Results  The mean visual acuity change (and range of change) from baseline at the follow-up examination at week 12 after a single treatment with regimens 1 through 5 was −0.2 (−3 to +2), −0.9 (−9 to +5), −1.6 (−9 to +2), +0.4 (−8 to +7), and +0.1 (−8 to +9) lines, respectively. Only the highest light dose (150 J/cm2) in regimens 2 and 3, which produced angiographic nonperfusion of neurosensory retinal vessels, caused marked vision loss. Some cessation of fluorescein leakage from CNV was achieved without loss of vision when the light dose used was less than 150 J/cm2. Systemic adverse events were rare. Cessation of fluorescein leakage from CNV was noted in all regimens by 1 week after photodynamic therapy. Fluorescein leakage from at least a portion of the CNV reappeared by 4 to 12 weeks after treatment in almost all cases. Progression of classic CNV beyond the area of CNV identified before treatment was noted in 42 (51%) of the 83 eyes with classic CNV followed up for 3 months after a single treatment. Eyes in which the area of any CNV leakage at 12 weeks was less than at baseline had a significantly better visual acuity outcome (+0.8 line) than eyes in which CNV leakage progressed (−0.8 line).

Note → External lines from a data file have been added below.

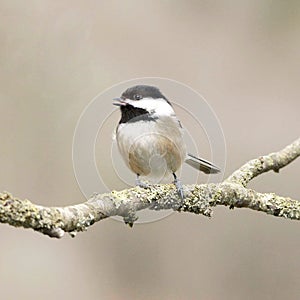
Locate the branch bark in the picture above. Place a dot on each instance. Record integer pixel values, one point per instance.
(199, 199)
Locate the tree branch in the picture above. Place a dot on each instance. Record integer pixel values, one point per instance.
(199, 199)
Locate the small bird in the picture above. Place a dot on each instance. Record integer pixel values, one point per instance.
(150, 137)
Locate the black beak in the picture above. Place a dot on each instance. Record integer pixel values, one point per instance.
(119, 101)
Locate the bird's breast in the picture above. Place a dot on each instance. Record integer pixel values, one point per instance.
(151, 148)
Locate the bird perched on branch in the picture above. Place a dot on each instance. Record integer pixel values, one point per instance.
(150, 137)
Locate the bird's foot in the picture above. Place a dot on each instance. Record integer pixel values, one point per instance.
(140, 183)
(179, 187)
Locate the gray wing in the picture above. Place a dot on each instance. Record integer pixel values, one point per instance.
(201, 164)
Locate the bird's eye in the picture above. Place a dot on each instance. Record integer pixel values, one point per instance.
(137, 97)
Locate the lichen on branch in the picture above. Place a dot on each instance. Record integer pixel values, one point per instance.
(199, 199)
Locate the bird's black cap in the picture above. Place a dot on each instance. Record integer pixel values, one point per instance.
(143, 91)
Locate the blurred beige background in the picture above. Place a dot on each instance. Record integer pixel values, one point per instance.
(55, 56)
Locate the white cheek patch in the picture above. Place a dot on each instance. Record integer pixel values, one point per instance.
(159, 107)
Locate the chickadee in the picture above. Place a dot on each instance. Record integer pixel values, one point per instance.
(150, 137)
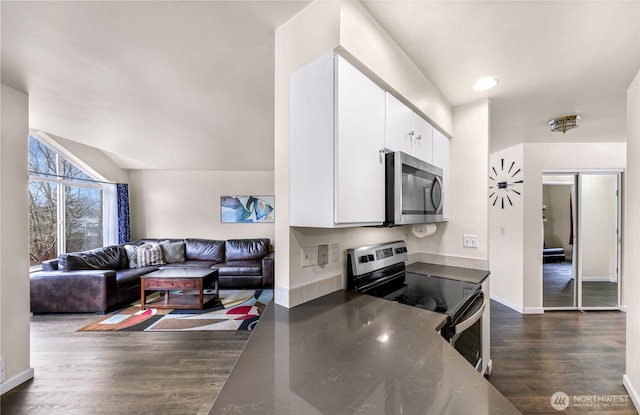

Conclusions  Photodynamic therapy with verteporfin achieved short-term cessation of fluorescein leakage from CNV without loss of vision or growth of classic CNV in some patients with age-related macular degeneration. Except for nonperfusion of neurosensory retinal vessels at a light dose of 150 J/cm2, no other adverse events were of concern. Randomized clinical trials to investigate whether this new modality can preserve vision in patients with CNV secondary to age-related macular degeneration are justified.